Fighting a Memetic Parasite

writing blog computing phil

published 2022-05-27 18:42

updated 2023-06-03 23:41

Lately, I've been more and more disillusioned with the existence of industry. I've been infected with some sort of memetic parasite, that exists at the boundary between money, the necessity of work, and the way industry is organized. It did not however start there. In the trail it left I can clearly see the destruction of my belief in computers, and because this was a load-supporting idea in the castle of my mind, with it's fall, many other ideas where damaged. The role my computer skills possess. What it means to do good. But these ideas appear to be merely incidental, the "attack vector" as it were, specific to my mind. Reading through CollapseOS, watching 100Rabits speed run modern computing with uxn. These made me question what role personal computing has in our lives. Seeing these realms of possibilty that existed entirely outside the Software Industryâ„¢, I began to question the role of industry altogether. Ishmael) and Beyond Civilization furthered these ideas, but I think it's the misinterpretation of Daniel Quinn's ideas. The parasite wants to convince me that Industry as a whole is problematic. What I think I'm beginning to figure out is that it's not Industry that is the problem, but the social and political effects the organization causes. I believe this is particularly pronounced in not just the computing industry, but the very existence and purpose of computers. They exist both because of, and to serve, the current structures of Industrial Organization.

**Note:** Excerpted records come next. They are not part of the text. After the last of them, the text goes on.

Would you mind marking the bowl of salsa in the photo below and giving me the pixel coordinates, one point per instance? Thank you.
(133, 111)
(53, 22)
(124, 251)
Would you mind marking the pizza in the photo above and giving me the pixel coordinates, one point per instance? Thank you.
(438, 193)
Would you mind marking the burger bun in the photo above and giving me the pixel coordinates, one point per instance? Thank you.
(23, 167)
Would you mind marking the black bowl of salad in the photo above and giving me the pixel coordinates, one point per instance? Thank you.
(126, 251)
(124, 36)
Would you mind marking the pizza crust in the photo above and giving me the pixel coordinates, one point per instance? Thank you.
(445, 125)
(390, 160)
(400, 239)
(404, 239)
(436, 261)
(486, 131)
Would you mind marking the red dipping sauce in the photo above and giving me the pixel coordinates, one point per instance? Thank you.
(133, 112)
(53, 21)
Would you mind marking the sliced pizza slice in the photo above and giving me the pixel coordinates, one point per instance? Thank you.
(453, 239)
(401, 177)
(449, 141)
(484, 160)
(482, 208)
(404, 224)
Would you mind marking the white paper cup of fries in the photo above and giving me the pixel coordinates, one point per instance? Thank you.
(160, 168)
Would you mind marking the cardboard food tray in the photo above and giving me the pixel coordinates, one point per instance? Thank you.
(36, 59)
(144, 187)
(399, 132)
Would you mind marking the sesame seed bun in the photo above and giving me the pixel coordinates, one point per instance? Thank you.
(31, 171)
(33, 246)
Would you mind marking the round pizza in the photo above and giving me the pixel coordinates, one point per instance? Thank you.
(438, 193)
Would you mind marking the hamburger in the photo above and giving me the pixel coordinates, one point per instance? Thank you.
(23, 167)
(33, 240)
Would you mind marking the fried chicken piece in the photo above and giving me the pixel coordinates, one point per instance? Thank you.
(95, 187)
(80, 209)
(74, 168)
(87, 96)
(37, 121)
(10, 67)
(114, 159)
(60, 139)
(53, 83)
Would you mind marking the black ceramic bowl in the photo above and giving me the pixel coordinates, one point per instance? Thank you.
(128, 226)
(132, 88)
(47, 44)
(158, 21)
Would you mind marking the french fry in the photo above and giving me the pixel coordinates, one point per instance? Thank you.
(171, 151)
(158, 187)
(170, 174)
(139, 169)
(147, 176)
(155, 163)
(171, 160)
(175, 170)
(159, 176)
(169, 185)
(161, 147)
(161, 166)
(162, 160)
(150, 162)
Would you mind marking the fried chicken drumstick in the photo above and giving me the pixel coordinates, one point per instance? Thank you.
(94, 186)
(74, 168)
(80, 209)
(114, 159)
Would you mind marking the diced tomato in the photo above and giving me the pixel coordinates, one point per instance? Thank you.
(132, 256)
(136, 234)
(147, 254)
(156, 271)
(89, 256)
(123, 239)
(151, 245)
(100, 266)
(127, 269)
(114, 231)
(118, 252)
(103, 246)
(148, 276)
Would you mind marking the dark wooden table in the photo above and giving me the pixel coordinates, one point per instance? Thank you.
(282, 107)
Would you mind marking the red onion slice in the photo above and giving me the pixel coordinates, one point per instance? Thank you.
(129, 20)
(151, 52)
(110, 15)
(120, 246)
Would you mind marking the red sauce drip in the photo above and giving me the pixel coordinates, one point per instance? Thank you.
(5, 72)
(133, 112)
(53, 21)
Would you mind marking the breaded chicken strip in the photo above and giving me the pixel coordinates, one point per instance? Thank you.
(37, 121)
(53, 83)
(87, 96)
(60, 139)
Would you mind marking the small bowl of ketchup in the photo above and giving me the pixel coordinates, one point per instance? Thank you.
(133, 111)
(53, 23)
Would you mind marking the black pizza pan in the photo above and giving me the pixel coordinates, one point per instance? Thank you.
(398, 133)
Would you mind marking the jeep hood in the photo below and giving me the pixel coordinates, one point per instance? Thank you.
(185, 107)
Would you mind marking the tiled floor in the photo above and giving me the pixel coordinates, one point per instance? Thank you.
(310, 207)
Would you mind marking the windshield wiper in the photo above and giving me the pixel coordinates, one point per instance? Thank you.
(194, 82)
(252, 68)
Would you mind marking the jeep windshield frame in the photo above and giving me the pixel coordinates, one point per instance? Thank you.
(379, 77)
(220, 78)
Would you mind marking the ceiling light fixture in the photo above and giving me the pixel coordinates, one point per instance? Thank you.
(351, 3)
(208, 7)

Perhaps it's good to step back and talk through what this intellectual adversary had convinced me of. Perhaps it's most powerful attack took hold of me while reading a Merveilles Forum thread, which @akkartik had started about "What are computers for anyway?". In this thread category a) caught my particular attention as it encompassed so much of what computers are used for, but had so little interest from the members of that thread (myself included). This set the ground work for what would later become disillusionment with concept of industry. Industry though, is merely the organization of people working in a particular sector. There never was a time that there weren't industries. Perhaps before Agriculture and Taker ideology [#]_ took root, every tribe had to do everything for themselves. I think this is how it took hold. This is why "return to monke" seems to be a consistent theme in my writing recently, because there was a time when Industry didn't exist, and computers are largely for industrial pursuits, and most crucially, the software industry is particularly malign, as I spoke about earlier in Frustration at the Web. Being particularly unsatisfied by the employee / employer distinction I generalized my disdain for the current organization of industries with the usage of computers for industrial purposes at large. This was further complicated by the oncoming collapse and the role of computers in a world ravaged by climate change. I felt (feel?) helpless and enraged at the Software Industry not just because it's unable to combat climate change, but because it's egregious usage of resources is a significant factor in the problem.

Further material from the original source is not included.